Nothing lasts forever, not even military service. There came a time for Gary to board a troopship headed back to the States. He thought of staying in Europe — he had a career here, for as long as it could last — but in the end he realized it was time to go home. But what to do with his money? He had run his original stake of cigarettes and nylons up to something like eighty thousand dollars. That was a lot of cash to carry, and it was cash he couldn’t explain, so he had to carry it — he couldn’t put it in a bank and write himself a check.

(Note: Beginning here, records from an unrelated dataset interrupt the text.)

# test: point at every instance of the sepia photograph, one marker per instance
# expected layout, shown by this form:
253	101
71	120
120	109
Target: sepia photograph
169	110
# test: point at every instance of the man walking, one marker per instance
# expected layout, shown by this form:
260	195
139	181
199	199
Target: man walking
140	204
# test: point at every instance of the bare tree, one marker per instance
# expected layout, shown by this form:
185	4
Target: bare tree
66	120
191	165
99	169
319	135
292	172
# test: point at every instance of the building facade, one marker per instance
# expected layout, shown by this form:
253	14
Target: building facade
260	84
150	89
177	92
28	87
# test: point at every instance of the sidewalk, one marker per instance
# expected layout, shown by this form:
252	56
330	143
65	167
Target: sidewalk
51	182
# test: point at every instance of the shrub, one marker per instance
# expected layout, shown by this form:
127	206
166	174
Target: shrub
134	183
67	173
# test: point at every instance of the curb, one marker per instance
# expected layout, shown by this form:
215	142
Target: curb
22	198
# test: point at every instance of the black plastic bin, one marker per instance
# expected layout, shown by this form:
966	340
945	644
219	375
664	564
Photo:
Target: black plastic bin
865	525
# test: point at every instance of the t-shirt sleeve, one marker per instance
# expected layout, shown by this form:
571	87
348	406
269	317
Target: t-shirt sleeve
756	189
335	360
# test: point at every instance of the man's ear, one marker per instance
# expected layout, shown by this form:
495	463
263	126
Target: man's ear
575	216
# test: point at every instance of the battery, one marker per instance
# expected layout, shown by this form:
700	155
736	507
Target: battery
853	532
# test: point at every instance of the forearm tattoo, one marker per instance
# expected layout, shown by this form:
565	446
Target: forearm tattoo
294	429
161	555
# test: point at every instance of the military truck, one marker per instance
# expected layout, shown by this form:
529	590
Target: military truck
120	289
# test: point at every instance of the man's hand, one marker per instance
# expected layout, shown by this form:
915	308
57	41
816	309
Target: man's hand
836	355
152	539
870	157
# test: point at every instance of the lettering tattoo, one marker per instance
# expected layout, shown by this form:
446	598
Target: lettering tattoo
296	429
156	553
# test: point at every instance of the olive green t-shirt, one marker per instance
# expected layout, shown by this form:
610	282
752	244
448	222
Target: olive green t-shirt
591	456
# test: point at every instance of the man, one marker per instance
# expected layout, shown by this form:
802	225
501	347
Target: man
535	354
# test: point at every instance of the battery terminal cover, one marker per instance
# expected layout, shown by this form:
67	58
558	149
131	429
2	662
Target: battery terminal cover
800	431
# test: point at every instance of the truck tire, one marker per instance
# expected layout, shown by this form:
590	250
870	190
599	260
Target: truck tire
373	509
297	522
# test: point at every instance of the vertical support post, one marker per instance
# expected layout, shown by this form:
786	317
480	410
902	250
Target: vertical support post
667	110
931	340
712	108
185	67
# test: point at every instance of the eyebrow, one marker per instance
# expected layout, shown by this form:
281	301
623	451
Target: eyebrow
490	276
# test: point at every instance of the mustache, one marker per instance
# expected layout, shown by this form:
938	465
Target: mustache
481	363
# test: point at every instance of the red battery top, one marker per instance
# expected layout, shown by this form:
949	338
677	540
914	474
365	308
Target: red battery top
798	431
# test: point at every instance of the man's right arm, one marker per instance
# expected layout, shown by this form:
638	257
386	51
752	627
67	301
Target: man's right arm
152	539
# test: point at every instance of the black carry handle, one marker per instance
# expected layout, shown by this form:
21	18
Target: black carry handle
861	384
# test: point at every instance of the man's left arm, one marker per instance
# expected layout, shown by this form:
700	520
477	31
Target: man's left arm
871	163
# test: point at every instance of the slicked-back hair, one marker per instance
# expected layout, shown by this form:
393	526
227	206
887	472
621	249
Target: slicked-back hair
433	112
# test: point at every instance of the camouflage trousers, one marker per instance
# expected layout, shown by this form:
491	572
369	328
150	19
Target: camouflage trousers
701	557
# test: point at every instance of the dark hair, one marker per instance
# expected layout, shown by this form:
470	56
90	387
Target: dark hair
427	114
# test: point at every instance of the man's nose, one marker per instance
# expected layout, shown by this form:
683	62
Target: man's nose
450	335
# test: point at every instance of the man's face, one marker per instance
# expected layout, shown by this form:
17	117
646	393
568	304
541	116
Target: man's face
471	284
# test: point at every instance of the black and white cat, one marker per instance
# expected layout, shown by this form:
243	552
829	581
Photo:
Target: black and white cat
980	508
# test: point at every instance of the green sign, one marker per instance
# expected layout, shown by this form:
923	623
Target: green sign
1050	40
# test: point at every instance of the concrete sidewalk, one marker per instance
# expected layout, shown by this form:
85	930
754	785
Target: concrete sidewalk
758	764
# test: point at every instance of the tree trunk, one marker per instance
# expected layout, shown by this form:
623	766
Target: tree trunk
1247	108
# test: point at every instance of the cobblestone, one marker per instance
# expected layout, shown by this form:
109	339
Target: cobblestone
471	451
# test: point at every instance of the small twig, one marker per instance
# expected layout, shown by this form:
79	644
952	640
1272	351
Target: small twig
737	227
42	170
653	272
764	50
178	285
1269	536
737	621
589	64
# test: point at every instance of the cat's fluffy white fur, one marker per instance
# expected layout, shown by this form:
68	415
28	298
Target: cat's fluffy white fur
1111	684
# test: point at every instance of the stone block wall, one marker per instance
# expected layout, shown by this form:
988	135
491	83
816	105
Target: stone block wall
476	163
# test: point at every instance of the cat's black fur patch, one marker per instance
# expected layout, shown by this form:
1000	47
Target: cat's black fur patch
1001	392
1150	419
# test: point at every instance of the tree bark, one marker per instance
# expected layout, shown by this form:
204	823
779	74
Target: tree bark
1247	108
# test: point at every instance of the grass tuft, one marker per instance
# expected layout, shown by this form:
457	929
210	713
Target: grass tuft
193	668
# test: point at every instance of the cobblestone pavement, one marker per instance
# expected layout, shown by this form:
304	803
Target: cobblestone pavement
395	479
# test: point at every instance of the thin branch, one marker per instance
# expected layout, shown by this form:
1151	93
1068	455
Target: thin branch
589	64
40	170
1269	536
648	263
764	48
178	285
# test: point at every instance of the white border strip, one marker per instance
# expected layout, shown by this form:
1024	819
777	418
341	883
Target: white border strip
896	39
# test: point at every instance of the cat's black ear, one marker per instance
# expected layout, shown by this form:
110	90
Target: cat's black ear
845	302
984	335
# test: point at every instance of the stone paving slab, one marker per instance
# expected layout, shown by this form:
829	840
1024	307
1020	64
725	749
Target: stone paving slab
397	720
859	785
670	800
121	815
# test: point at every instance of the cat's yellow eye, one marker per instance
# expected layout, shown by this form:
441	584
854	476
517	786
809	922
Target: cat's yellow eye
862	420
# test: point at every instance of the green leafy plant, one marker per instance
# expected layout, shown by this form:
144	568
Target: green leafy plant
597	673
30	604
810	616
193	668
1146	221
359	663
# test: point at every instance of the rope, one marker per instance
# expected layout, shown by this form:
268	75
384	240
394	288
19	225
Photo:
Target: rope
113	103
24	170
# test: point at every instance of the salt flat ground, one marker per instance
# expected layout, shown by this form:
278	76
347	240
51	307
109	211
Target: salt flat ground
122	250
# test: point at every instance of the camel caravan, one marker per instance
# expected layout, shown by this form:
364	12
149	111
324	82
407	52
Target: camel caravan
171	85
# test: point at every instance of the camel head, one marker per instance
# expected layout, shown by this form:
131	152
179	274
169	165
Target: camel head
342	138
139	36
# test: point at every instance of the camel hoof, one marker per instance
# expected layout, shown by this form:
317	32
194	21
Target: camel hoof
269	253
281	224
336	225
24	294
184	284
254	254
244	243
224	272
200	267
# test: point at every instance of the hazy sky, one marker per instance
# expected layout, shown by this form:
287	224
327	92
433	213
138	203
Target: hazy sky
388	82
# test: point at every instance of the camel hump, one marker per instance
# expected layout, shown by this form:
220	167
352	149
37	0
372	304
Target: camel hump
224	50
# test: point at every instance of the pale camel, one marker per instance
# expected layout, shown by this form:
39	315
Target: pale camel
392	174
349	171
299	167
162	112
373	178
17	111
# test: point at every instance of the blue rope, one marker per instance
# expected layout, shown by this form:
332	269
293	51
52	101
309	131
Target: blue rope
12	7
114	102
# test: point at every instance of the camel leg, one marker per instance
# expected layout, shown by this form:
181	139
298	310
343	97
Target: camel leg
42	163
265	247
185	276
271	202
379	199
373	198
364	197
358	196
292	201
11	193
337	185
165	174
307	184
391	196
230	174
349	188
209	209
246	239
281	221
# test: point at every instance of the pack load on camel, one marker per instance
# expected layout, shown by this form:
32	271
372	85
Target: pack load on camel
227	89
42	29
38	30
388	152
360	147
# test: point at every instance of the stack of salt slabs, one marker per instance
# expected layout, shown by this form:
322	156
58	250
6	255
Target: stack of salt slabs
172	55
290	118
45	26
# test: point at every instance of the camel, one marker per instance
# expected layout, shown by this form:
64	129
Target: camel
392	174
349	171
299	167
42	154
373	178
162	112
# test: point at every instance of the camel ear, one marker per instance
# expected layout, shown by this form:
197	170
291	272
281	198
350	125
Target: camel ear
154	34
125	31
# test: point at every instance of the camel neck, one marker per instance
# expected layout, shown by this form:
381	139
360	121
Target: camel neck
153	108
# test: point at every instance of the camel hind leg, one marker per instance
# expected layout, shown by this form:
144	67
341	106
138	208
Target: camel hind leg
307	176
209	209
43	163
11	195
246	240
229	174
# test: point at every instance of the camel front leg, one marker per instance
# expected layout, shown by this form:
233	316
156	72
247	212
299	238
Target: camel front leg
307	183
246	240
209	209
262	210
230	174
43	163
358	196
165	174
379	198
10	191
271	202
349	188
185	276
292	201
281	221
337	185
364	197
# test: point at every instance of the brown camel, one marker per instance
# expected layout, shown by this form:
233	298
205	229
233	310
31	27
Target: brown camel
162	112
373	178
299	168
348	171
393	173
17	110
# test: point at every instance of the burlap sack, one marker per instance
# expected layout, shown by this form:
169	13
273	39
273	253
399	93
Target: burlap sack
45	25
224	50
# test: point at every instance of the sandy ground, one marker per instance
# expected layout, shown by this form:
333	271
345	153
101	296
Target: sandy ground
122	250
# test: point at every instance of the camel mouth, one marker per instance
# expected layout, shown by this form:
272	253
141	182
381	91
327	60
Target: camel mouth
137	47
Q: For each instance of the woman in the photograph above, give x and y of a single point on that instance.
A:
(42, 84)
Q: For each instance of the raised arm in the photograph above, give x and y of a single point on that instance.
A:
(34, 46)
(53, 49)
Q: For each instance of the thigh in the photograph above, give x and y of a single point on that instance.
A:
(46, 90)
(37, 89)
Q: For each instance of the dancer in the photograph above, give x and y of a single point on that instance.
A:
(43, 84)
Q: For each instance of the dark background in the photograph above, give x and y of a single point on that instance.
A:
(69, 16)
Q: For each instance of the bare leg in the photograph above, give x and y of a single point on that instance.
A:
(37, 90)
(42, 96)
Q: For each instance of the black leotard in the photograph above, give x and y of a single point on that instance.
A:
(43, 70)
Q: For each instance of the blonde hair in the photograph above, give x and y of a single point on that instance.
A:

But what he could do, and in fact did, was buy a painting and bring that home with him. He chose a Vermeer, a luminous domestic interior, the most beautiful thing he’d ever seen in his life. It hadn’t come to him in the usual way; instead, he’d found it in an art gallery in Paris and had been hard pressed to get the snooty owner to cut the price by ten percent. On the troopship, squinting at the painting in his footlocker by what little illumination his flashlight afforded, he decided he must have been out of his mind. He’d had all that cash, and now he was down to what, fifteen thousand dollars? That was a lot of money in 1946, it would buy him a house and get him started in a business, but it was a fifth of what he’d had. Well, maybe he could run it up a little. It would be a week before the ship docked in New York, and there were plenty of men on board with money in their pockets and time on their hands. There were card games and crap games running twenty-four hours a day, and he’d always been pretty good at a poker table.